The longer answer: This work figures into the ongoing research that I’m doing with Nikki Usher on the rise of programmers and programming in the world of news and information — a book project we call “Hacking the News.” (Hey, we even have a working logo, designed by one of my research assistants, Jeff Hargarten.)

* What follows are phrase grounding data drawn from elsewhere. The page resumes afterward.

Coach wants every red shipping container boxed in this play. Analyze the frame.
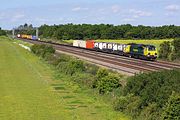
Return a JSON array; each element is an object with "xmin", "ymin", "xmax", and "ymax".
[{"xmin": 86, "ymin": 40, "xmax": 94, "ymax": 49}]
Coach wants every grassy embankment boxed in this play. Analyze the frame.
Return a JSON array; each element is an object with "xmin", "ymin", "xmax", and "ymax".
[{"xmin": 0, "ymin": 36, "xmax": 129, "ymax": 120}]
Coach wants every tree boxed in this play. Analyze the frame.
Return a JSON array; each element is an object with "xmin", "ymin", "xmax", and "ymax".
[
  {"xmin": 159, "ymin": 41, "xmax": 172, "ymax": 59},
  {"xmin": 172, "ymin": 38, "xmax": 180, "ymax": 59}
]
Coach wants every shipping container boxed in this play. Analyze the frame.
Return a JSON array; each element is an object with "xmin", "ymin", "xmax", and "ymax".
[
  {"xmin": 17, "ymin": 34, "xmax": 21, "ymax": 38},
  {"xmin": 79, "ymin": 40, "xmax": 86, "ymax": 48},
  {"xmin": 32, "ymin": 36, "xmax": 37, "ymax": 40},
  {"xmin": 86, "ymin": 40, "xmax": 94, "ymax": 49},
  {"xmin": 73, "ymin": 40, "xmax": 86, "ymax": 48},
  {"xmin": 107, "ymin": 43, "xmax": 113, "ymax": 49},
  {"xmin": 117, "ymin": 44, "xmax": 123, "ymax": 51},
  {"xmin": 27, "ymin": 35, "xmax": 32, "ymax": 39},
  {"xmin": 21, "ymin": 34, "xmax": 27, "ymax": 39},
  {"xmin": 94, "ymin": 42, "xmax": 99, "ymax": 49},
  {"xmin": 102, "ymin": 43, "xmax": 107, "ymax": 49},
  {"xmin": 73, "ymin": 40, "xmax": 79, "ymax": 47}
]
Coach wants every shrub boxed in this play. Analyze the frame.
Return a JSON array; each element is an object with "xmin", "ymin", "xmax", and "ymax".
[
  {"xmin": 31, "ymin": 44, "xmax": 55, "ymax": 58},
  {"xmin": 65, "ymin": 59, "xmax": 85, "ymax": 75},
  {"xmin": 84, "ymin": 63, "xmax": 99, "ymax": 75},
  {"xmin": 172, "ymin": 38, "xmax": 180, "ymax": 60},
  {"xmin": 56, "ymin": 58, "xmax": 85, "ymax": 76},
  {"xmin": 139, "ymin": 103, "xmax": 160, "ymax": 120},
  {"xmin": 114, "ymin": 95, "xmax": 130, "ymax": 112},
  {"xmin": 114, "ymin": 94, "xmax": 141, "ymax": 118},
  {"xmin": 122, "ymin": 69, "xmax": 180, "ymax": 120},
  {"xmin": 97, "ymin": 73, "xmax": 121, "ymax": 94},
  {"xmin": 92, "ymin": 68, "xmax": 109, "ymax": 88},
  {"xmin": 162, "ymin": 92, "xmax": 180, "ymax": 120},
  {"xmin": 0, "ymin": 28, "xmax": 6, "ymax": 36},
  {"xmin": 72, "ymin": 73, "xmax": 95, "ymax": 88},
  {"xmin": 92, "ymin": 69, "xmax": 121, "ymax": 94},
  {"xmin": 159, "ymin": 41, "xmax": 172, "ymax": 59}
]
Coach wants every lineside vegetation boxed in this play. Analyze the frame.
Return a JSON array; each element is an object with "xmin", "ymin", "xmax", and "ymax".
[{"xmin": 31, "ymin": 43, "xmax": 180, "ymax": 120}]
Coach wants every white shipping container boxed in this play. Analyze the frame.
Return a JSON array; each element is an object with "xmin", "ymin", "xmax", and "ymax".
[
  {"xmin": 17, "ymin": 34, "xmax": 21, "ymax": 38},
  {"xmin": 79, "ymin": 40, "xmax": 86, "ymax": 48},
  {"xmin": 94, "ymin": 42, "xmax": 99, "ymax": 48},
  {"xmin": 113, "ymin": 43, "xmax": 118, "ymax": 51},
  {"xmin": 73, "ymin": 40, "xmax": 86, "ymax": 48},
  {"xmin": 73, "ymin": 40, "xmax": 79, "ymax": 47},
  {"xmin": 102, "ymin": 43, "xmax": 107, "ymax": 49},
  {"xmin": 117, "ymin": 44, "xmax": 123, "ymax": 51},
  {"xmin": 107, "ymin": 43, "xmax": 113, "ymax": 49},
  {"xmin": 98, "ymin": 43, "xmax": 103, "ymax": 49}
]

These three cases that I plan to study are positioned at this nexus of news and code in different ways:

(1) Ushahidi (Swahili for “witness”) is a non-profit tech organization that famously has developed a free and open-source platform for crowdsourcing crisis information across media channels and visualized in different ways — perhaps most notably via “crowdmaps” like these. (Incidentally, Ushahidi was an early Knight News Challenge grantee, so I interviewed founder Ory Okolloh during the course of my dissertation work.) The Ushahidi platform has gained all kinds of attention (Clay Shirky talks about it prominently), but for my purposes it’s interesting because it has elements of participatory news, user-generated content, and a civic information mission to go with a good dose of open-source and technological activism — so, a useful study of media + code. Ushahidi’s team is spread throughout the globe, but its heart and soul is in Kenya, including its headquarters at …

(2) the iHub, which describes itself as “Nairobi’s Innovation Hub for the technology community [and] an open space for the technologists, investors, tech companies and hackers in the area. This space is a tech community facility with a focus on young entrepreneurs, web and mobile phone programmers, designers and researchers. It is part open community workspace (co-working), part vector for investors and VCs and part incubator.” That about sums it up, and should explain why I’m interested in observing and participating in this space — particularly in meeting with hackers (et al.) who are developing projects with a news/media focus. Why are they interested in news/media/journalism?

(3) Last, but certainly not least, I’m excited to learn more about the newly launched Code4Kenya initiative, co-sponsored by the World Bank and the African Media Initiative. This program embeds developer “fellows” in media organizations, including newsrooms. What’s interesting about this case is how it blends an emphasis on open data and coding technologies with the context of media and journalism. As one fellow (see them all) puts it on his LinkedIn profile: “I am embedded inside a host organisation and knighted with the ground shifting task of changing hack journalism. Incorporating developing applications that will increase public data awareness and disseminating to the citizens as well as improving data journalism skills and approach.” These fellows are being coordinated through a startup incubator called 88mph, which should be an interesting site for study all its own!

From the website for 88mph, a startup accelerator (a la Y Combinator) that "makes investments in early stage mobile-web companies targeting the African market; focusing purely on ideas with potential to scale across Africa."

 

Oh, and in addition to all this, there’s a new Nairobi chapter of Hacks/Hackers. Hacks/Hackers — i.e., “hacks” for journalists, “hackers” for technologists” — is a grassroots global network that obviously, in its very name, captures the intersection of journalism and hacking, and so it has been an important case that I’ve been studying during the past year.

They say that Nairobi is becoming the Silicon Valley of east Africa, and I’m excited to see why. So, 11 days, 3 cases to study, and 1 amazing trip ahead!

(I should add: This research — like previous fieldwork in London at Mozilla Festival and in newsrooms and at hackathons in New York, Chicago and elsewhere — is being funded by a generous grant from the Office of the Vice President for Research at the University of Minnesota. Thank you, UMN!)